5:04 pm on Feb 22, 2008 (gmt 0)

10+ Year Member



Unless of course you're trying to determine which advert out of many variations gets a click for a specific keyword, in which case you would assign duplicate landing pages to each advert but with different tracking codes on each of those landing pages.

arieng

5:19 pm on Feb 22, 2008 (gmt 0)

10+ Year Member



There is also a way to accomplish this via Google Analytics, using their custom filters. How to set it up is described in more detail at the GA Experts blog.
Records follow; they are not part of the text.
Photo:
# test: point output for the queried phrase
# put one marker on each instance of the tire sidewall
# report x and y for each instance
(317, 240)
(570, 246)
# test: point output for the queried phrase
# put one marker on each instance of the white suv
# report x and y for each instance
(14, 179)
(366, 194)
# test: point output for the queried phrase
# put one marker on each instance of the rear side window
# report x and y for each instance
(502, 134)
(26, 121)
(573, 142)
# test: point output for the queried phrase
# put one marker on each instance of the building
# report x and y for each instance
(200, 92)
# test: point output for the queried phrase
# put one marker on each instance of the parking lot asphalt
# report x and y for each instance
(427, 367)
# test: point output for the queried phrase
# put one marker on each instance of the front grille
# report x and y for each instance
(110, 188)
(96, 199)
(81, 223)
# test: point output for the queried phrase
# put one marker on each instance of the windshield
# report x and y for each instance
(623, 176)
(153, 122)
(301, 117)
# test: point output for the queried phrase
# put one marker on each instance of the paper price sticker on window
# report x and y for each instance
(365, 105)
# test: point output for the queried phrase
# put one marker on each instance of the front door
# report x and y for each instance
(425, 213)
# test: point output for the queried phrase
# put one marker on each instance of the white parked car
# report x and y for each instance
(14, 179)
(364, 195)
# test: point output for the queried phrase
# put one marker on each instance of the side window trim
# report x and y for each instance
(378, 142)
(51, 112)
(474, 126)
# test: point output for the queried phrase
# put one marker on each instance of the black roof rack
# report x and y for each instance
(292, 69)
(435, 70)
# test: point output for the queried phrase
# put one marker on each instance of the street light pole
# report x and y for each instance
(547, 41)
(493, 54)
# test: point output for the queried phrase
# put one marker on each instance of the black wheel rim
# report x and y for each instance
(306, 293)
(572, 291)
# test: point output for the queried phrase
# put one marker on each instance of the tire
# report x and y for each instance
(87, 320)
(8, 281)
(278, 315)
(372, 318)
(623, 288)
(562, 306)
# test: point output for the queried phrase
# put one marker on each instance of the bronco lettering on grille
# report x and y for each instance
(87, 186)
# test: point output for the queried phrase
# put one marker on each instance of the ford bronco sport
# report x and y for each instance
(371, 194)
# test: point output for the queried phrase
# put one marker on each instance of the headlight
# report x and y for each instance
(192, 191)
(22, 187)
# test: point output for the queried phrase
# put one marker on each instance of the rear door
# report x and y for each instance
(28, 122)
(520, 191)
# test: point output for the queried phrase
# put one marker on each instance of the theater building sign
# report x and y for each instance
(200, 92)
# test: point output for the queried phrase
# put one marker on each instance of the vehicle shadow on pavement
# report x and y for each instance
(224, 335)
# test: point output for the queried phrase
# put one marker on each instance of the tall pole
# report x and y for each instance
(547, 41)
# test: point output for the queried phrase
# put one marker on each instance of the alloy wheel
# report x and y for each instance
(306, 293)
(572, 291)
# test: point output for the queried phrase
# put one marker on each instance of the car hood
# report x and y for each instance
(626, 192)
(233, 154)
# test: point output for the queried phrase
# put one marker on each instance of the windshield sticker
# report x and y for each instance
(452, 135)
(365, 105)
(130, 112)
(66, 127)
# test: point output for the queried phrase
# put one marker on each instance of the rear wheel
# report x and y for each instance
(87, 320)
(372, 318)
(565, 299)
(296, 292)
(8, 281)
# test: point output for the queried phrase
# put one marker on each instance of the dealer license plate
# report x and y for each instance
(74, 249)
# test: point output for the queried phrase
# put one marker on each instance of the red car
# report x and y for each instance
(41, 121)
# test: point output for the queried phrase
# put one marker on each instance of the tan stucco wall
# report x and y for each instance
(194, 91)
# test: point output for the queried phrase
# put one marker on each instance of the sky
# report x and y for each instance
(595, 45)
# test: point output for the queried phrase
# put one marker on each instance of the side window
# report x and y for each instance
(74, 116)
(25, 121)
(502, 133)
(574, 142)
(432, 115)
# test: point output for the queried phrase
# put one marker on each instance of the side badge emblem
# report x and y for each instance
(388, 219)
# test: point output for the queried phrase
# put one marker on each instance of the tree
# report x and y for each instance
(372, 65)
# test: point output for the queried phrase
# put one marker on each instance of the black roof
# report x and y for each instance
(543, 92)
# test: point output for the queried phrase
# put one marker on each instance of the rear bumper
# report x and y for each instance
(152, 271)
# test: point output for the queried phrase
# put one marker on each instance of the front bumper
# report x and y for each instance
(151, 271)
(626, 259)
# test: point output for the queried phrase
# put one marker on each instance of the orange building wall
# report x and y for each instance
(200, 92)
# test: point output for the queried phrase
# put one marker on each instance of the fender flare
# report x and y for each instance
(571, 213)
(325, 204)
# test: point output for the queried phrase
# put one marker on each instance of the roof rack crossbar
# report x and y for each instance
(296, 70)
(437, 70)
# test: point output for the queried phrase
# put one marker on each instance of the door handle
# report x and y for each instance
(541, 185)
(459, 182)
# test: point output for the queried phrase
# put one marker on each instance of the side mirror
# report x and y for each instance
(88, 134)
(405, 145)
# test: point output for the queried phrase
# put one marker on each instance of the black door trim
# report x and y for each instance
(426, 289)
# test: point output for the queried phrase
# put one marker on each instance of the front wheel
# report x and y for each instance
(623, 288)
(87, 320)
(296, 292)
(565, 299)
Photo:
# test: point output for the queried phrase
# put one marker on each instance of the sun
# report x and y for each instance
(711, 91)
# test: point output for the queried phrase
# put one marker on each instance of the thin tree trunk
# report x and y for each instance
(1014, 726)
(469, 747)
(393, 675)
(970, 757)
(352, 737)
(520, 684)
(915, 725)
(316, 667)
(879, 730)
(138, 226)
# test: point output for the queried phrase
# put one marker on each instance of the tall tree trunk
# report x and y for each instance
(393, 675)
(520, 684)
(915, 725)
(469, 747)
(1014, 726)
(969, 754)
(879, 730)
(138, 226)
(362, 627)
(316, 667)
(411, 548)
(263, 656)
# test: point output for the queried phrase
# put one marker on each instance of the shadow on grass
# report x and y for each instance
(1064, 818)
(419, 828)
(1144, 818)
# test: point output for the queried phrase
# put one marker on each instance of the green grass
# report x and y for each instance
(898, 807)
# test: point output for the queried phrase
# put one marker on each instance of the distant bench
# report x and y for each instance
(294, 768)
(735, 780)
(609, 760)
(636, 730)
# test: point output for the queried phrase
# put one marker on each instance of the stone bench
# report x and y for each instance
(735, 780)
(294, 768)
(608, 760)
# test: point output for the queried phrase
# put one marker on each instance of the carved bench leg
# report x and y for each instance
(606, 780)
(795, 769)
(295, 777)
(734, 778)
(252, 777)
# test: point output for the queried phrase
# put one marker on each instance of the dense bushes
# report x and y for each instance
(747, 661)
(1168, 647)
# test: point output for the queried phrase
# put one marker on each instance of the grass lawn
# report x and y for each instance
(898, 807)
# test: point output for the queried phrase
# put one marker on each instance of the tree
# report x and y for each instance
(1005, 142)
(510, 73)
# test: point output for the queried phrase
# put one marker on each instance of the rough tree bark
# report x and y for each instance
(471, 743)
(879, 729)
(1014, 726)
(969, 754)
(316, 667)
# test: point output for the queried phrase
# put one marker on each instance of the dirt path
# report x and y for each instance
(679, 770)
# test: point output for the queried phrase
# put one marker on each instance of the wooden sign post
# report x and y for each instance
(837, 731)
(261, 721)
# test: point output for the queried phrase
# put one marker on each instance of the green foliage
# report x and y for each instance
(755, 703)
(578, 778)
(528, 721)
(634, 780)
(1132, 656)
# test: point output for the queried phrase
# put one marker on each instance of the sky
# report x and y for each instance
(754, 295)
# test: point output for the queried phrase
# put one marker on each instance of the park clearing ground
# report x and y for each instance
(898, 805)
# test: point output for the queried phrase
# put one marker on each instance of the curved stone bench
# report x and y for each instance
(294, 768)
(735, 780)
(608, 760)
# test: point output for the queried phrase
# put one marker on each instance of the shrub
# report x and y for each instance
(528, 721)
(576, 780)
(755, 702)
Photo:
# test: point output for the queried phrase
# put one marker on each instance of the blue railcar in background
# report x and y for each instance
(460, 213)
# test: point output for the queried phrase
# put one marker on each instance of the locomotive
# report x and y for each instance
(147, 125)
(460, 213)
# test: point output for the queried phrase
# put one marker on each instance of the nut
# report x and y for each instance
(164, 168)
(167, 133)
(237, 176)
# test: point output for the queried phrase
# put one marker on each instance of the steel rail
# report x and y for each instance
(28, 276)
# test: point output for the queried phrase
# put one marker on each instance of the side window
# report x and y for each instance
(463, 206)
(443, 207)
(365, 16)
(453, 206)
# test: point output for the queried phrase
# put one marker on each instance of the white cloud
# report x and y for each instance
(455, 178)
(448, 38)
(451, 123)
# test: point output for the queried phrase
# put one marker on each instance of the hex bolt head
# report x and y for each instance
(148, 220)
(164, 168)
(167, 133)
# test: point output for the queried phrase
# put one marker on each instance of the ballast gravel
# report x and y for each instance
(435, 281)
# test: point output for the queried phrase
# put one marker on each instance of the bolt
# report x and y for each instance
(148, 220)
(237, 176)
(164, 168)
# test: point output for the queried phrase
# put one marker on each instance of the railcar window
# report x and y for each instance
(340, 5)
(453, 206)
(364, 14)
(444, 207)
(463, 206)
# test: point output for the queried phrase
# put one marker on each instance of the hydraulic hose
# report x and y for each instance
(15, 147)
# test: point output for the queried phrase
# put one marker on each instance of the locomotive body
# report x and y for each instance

Google "How to get detailed ppc keyword data from google analytics".

smallcompany

10:38 pm on Feb 22, 2008 (gmt 0)

WebmasterWorld Senior Member 10+ Year Member Top Contributors Of The Month



- What I need do be able to do is that when they arrived at my site to deterine they arrived here after searching on 'cheap blue widgets' and not just becuase they clicked in the adword which appeared due to the fact that google matched the 'blue widgets'

In other words you cannot extract the search query from the referring URL.

Please note that I absolutely don’t consider your AdWords keyword but all the time refer to real search query.

You know, when I first tried to think about this, I was under impression that search query was not available in AdWords, by looking on the whole URL of my ad. Then, people here told me that actually query is available, no matter if it’s AdWords or organic search.

Finally, in order to distinguish between AdWords and organic, I simply use my own variables for campaign, ad group, and keyword identification. In real world I am not even close to really doing it as it is a lot of work to maintain something like that. Right now I mostly track on ad group level.

I hope my comment makes sense and helps.